Selective synthesis of meta isomers now possible

Four RIKEN organic chemists have come up with a way to selectively synthesize isomers of an important group of aromatic compounds¹. This promises to make it possible to manufacture chemicals for drugs, fertilizers and polymers without the need to perform costly separation procedures.

When making chemical compounds, placing a chemical group at the wrong position of a benzene ring can have dire consequences. “People can die if the position is wrong,” asserts Laurean Ilies of the RIKEN Center for Sustainable Resource Science (CSRS). “For example, one form of vanillin is the chemical that gives vanilla its flavor, while another is quite toxic.”

The benzene ring is hexagonal with a carbon atom at each of its six vertices. Since all the carbon atoms are identical, it makes no difference which one accepts the first chemical group to be added to the ring.

Complexity arises when you add a second group because it can attach to any of five carbon atoms: the two neighboring the first group (to give the ortho isomer), the one diametrically opposite it (the para isomer), or the two carbons in between these two (the meta isomer; Fig. 1). The resulting isomers have identical chemical formulae, but often undergo very different biochemical reactions.

It is relatively easy to block the two sites neighboring the first group, but organic chemists have struggled to devise general strategies to selectively synthesize the meta isomer.

Now, Ilies, Sobi Asako and two co-workers, all from CSRS, have produced an iridium catalyst bearing a ligand that blocks both the adjacent and opposite sites so that only the meta isomer is produced in significant amounts. This method can be used to add groups to benzene rings and produce compounds that are used for fertilizers, polymers and fine chemicals as well as drugs.

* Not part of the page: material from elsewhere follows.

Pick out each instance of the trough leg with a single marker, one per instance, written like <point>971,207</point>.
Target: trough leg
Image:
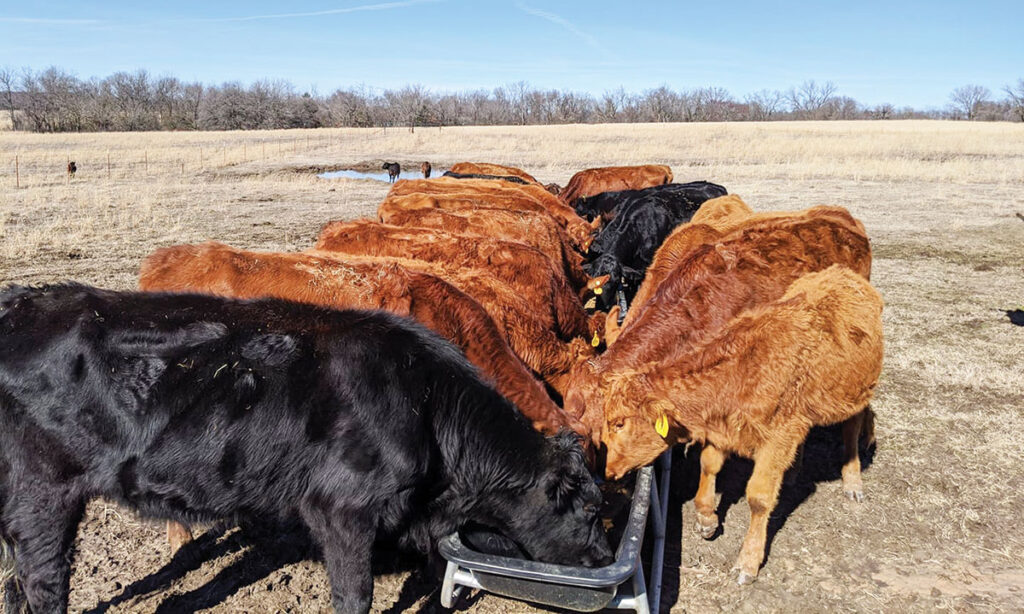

The team demonstrated the potential of their catalyst by using it to functionalize various pharmaceutical molecules at very high selectivities. “We were surprised at how well it worked,” says Ilies. “It’s very gratifying as it took us about three years of research to develop this approach.”

The approach is very general and can be used on a wide variety of substrates. “We found out that quite a large variety of substrates can be functionalized using this method,” says Ilies. “Maybe this was the best news.”

The roof-like ligand is inspired by nature since it mimics the action of enzymes that have pockets to guide the synthesis of biomolecules of the right isomer.

The team now intends to expand this strategy to a larger variety of molecules and different selectivities.